Serhat Ayan da trafik bilgilerinin saklanmasının kişileri fişleme anlamına geldiğini ve bunlardan yola çıkarak kişilerin “terörist” yerine koymaya kimseye hakkı olmadığını belirtti.
Dünyada internet sınırlamaları nasıl?
Fatih Güner, ABD’de erişime izin verilmeyen tek sitelerin torrent sitelerin olduğunu belirtirken Serhat Ayan da filtreli ve filtresiz internetin cinsel içerikler değil, torrent’e açık olup olmadığıyla ayrıştığını dile getirdi.

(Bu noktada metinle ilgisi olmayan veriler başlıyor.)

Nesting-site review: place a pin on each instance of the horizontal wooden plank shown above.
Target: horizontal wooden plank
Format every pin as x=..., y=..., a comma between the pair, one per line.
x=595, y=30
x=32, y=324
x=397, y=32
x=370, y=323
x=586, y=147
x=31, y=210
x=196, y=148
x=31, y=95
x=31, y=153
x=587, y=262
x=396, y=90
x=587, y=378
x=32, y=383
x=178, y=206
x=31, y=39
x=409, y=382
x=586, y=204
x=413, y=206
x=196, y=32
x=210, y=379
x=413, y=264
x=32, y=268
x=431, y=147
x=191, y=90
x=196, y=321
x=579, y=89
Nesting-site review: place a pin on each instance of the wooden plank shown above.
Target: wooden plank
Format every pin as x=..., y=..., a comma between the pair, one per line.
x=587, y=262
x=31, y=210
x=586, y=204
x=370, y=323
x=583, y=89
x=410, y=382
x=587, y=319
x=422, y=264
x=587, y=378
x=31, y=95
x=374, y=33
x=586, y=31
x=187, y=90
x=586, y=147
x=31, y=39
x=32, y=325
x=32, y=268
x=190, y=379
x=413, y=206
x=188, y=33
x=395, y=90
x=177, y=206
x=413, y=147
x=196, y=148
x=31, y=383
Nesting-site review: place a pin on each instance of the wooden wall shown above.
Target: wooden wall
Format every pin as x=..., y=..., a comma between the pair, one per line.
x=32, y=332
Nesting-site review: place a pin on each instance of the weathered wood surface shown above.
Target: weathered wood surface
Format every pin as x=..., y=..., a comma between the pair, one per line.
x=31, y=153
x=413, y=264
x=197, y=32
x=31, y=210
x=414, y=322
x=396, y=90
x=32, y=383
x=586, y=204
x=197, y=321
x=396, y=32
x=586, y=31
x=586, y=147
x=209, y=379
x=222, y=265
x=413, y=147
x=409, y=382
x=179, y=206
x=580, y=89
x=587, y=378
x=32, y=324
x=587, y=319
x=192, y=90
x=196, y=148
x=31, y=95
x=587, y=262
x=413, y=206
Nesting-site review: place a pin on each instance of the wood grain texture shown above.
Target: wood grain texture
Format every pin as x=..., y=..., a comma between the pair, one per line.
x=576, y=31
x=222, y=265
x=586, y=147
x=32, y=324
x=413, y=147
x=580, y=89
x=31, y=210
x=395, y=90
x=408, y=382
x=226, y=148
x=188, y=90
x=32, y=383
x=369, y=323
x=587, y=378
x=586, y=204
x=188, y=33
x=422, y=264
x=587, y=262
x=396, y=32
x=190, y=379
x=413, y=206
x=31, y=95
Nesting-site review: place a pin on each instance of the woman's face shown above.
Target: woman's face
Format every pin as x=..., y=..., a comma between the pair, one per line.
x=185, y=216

Zira her ikisinde de cinsel içeriklere ulaşım engelleniyor.
- Serhat Koç: “Erişimi engellemek kafayı kuma sokmaktır”
Serhat Koç; “O ülkede öyle, biz de niye böyle?” diye sormanın anlamı olmadığını söylerken demokrasi ile yönetilen her ülke vatandaşının internet özgürlüğünü savunmaya hakkı olduğunu vurguladı. Ayrıca Koç, sitelerin erişime engellemesinin hiçbir demokratik ülkede olmadığını sadece çocuk pornografisi olan içeriklerin mahkeme kararı ile kaldırabildiğini söyledi.
Özel hayatı korumak bu yasanın neresinde?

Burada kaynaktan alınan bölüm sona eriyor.